- Чего вздорить-то. Неш не бывальщина? - встрел опять молодой.
- Нельзя, родной, никак нельзя нам ничего с ними поделать, - сказал старик.
- Храбрые вы уж такие, видно.
- Вот те и храбрые. Храбрись не храбрись, а храбрее мира не будешь, опять заметил молодой.
- Да миру-то что?
- Миру-то?
- Да.
- Ловко рассуждаешь! Што миру? Он теперича по злобе мой двор зажжет да всю деревню спалит. Миру што?
- Ну, так, гляди, и спалит!
- Да неш тебе говорят небывальщину, што ли!
- Ну, а казаки?
- А казаки што? Они свое дело знают: кур ловят да, за бабами гоняются; а може и сами тут же.
- С ворами-то? Молодой не ответил.
- Кто ж их ведает? - сказал вместо него старик. - Болтают, а мы господи их знает. Про то знает начальство, каких оно людей приставляет.
- Ночевать, видно, господа! - обратился к нам приказчик.
- Что ж? ночевать так и ночевать, - проговорили все чуть не в один голос.

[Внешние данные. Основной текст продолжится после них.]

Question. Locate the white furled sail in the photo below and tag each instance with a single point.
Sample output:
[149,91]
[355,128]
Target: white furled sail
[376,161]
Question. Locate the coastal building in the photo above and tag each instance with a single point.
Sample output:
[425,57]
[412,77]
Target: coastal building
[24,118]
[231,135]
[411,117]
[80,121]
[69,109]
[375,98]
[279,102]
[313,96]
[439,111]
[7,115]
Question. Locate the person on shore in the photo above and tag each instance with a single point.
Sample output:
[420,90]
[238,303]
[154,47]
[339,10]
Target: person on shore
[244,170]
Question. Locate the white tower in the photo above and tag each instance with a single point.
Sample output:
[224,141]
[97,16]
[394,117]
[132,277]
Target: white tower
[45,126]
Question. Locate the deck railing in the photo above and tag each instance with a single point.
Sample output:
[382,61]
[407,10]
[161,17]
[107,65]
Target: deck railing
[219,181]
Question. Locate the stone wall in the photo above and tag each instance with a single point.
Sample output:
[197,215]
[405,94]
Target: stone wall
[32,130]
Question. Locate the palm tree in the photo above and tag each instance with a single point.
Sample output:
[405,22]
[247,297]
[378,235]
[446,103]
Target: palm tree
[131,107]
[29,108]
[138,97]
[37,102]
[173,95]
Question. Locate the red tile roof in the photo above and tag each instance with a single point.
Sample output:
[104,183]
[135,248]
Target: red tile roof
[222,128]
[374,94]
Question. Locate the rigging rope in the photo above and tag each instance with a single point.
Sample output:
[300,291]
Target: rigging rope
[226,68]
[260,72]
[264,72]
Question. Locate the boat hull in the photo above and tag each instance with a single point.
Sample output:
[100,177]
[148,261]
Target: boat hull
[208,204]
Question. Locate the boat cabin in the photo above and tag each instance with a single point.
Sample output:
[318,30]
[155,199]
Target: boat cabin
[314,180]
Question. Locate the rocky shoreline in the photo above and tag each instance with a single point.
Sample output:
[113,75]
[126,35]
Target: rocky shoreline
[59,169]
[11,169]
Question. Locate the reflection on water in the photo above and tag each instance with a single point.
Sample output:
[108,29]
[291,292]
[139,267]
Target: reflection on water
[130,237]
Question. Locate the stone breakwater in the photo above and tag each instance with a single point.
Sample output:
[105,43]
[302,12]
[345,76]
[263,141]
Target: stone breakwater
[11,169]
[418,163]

Ехать у всех отшибло охоту. Хозяева как будто не обратили на это никакого внимания, только молодой как будто успокоился и, хлебнув две-три ложки, сказал совсем не тем голосом, каким говорил до сих пор.
- Ему, вору-то, что тебя загубить али село спалить? Ему все одно, одна дорога; а ты поди, там пойдут тебя водить да тягать, чего не держал да чего не ловил? а тут мир, - за всю беду ты и в ответе.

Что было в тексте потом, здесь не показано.